Demon spojrzał na drżącą dziewczynę z iskierkami wściekłości w oczach. W sumie już sam fakt, że mogła go dotknąć nieco zadziwiał. Przez pewne nieprzyjemne wydarzenia z przeszłości (w tym utratę ciała i niemal życia) stanowił zaledwie cień samego siebie. Ale w nocy jego moce nieco wzrastały na tyle by mógł chodzić we własnej postaci po mieście i terroryzować ludzi. Miło jest wrócić do dawnych przyzwyczajeń.
- No proszę... nie sądziłem, że jakiś człowiek mnie przeprosi. - zadrwił.
Wpatrywała się w niego wielkimi oczami.
- Ja... już sobie idę. - wymamrotała.
Na zewnątrz panował straszny ziąb a dziewczyna była w zaledwie cienkiej sukience. Gdy próbowała wstać poślizgnęła się na mokrych kamieniach i ponownie wylądowała na bruku krzywiąc z bólu. Niedawne rany boleśnie dały o sobie znać. Przykucnął obok przyglądając jej się z ciekawością.
- Jesteś ranna?
Spojrzała przerażona z bliska na dziwną postać przypominającą elfa z bajek.
- To niedawne rany. - wyszeptała.
- Mmm mam wrażenie, że posiadasz ciekawą historię do opowiedzenia. A z racji, że rozpatruję zabicie cię w wyjątkowo paskudny sposób... - wydobył sztylet pokryty błękitnymi runami i przejechał ostrzem po jej ramieniu zostawiając niewielką linię szronu. - ... chętnie posłucham, a potem zdecyduję, czy zainteresowałaś mnie na tyle by jednak odpuścić.
Odsunęła się na tyle na ile mogła.
- K...kim pan jest?
- A jak myślisz?
- Jakimś... potworem. - wyszeptała zaciskając powieki.
Zaśmiał się okropnie.
- Demonem, poniekąd.
- Ale... gdzie ma pan rogi?
Spojrzał ostrzej a dziewczyna skuliła się w sobie.
- Chcesz je zobaczyć?
- Nie. Nie... ja...
- Wstawaj. - chwycił jej dłoń i ponownie zdziwił się, że może to zrobić.

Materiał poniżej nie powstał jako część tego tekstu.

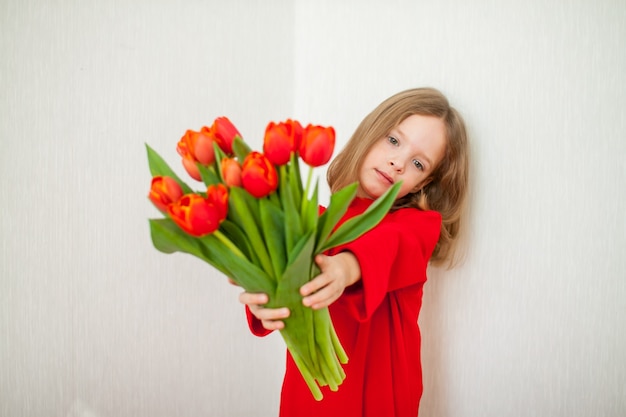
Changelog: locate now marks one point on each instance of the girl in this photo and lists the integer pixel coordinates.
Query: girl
(373, 285)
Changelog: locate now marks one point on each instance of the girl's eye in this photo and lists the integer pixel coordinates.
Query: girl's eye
(393, 140)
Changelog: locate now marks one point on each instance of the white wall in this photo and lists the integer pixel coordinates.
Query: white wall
(95, 322)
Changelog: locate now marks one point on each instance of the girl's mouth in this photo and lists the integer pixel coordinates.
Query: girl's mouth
(385, 176)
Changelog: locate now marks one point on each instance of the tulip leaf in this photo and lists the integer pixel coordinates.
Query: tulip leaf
(167, 237)
(339, 203)
(295, 180)
(310, 210)
(240, 148)
(243, 272)
(360, 224)
(293, 223)
(158, 167)
(297, 273)
(239, 238)
(273, 224)
(219, 157)
(244, 215)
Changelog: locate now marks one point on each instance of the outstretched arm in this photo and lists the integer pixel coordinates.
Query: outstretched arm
(338, 272)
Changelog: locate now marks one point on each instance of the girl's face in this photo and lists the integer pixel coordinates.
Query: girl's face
(409, 153)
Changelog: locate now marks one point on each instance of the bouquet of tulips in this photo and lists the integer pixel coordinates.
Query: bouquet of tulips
(259, 224)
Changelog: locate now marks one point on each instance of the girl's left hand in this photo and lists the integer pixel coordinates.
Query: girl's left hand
(338, 272)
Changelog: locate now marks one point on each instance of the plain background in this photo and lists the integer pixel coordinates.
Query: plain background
(94, 322)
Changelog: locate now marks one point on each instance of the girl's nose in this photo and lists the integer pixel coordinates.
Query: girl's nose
(395, 165)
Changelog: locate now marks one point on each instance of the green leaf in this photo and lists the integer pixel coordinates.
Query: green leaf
(360, 224)
(240, 149)
(208, 174)
(245, 273)
(167, 237)
(293, 223)
(158, 166)
(310, 211)
(295, 180)
(339, 203)
(239, 238)
(243, 210)
(273, 224)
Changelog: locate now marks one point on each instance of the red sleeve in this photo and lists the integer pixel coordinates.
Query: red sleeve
(393, 255)
(255, 325)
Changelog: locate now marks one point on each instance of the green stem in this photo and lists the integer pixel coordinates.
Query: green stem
(308, 184)
(229, 244)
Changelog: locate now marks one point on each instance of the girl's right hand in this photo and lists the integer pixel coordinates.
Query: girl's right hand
(271, 318)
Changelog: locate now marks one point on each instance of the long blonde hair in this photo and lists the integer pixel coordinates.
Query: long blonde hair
(447, 192)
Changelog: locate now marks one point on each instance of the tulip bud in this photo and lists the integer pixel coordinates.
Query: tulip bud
(196, 147)
(164, 191)
(317, 146)
(224, 133)
(231, 172)
(192, 169)
(258, 175)
(280, 140)
(217, 196)
(196, 215)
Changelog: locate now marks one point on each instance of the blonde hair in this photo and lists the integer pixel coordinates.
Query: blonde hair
(446, 193)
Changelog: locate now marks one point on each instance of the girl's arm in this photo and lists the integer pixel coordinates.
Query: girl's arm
(338, 272)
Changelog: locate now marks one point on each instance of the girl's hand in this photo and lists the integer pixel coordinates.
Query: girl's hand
(271, 318)
(338, 272)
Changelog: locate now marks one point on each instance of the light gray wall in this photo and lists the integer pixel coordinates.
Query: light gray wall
(95, 322)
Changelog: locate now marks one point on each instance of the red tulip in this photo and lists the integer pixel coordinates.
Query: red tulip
(224, 133)
(280, 140)
(197, 215)
(258, 175)
(196, 147)
(164, 191)
(231, 172)
(217, 196)
(317, 145)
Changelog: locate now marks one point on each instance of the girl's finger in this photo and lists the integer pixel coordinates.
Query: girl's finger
(250, 298)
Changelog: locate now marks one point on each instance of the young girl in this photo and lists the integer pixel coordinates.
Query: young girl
(373, 285)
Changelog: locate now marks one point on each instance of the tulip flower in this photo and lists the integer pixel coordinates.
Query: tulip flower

Przyjemnie było poczuć czyjś dotyk po latach odosobnienia. Tylko dlaczego była taka wyjątkowa? Gdy już stała obok drżąc coraz mocniej, pokazał na niedaleką karczmę.
- Pójdziemy tam, a ty nie będziesz tak głupia aby próbować ucieczki. Prawda? Nie chcesz za szybko zginąć?
- Nie. - powiedziała szybko.
- Dooobrze. Opowiesz mi swoją historię. Jeśli będzie ciekawa puszczę cię wolno. A jeśli nie... - zostawił tą kwestię otwartą i ruszył do oberży.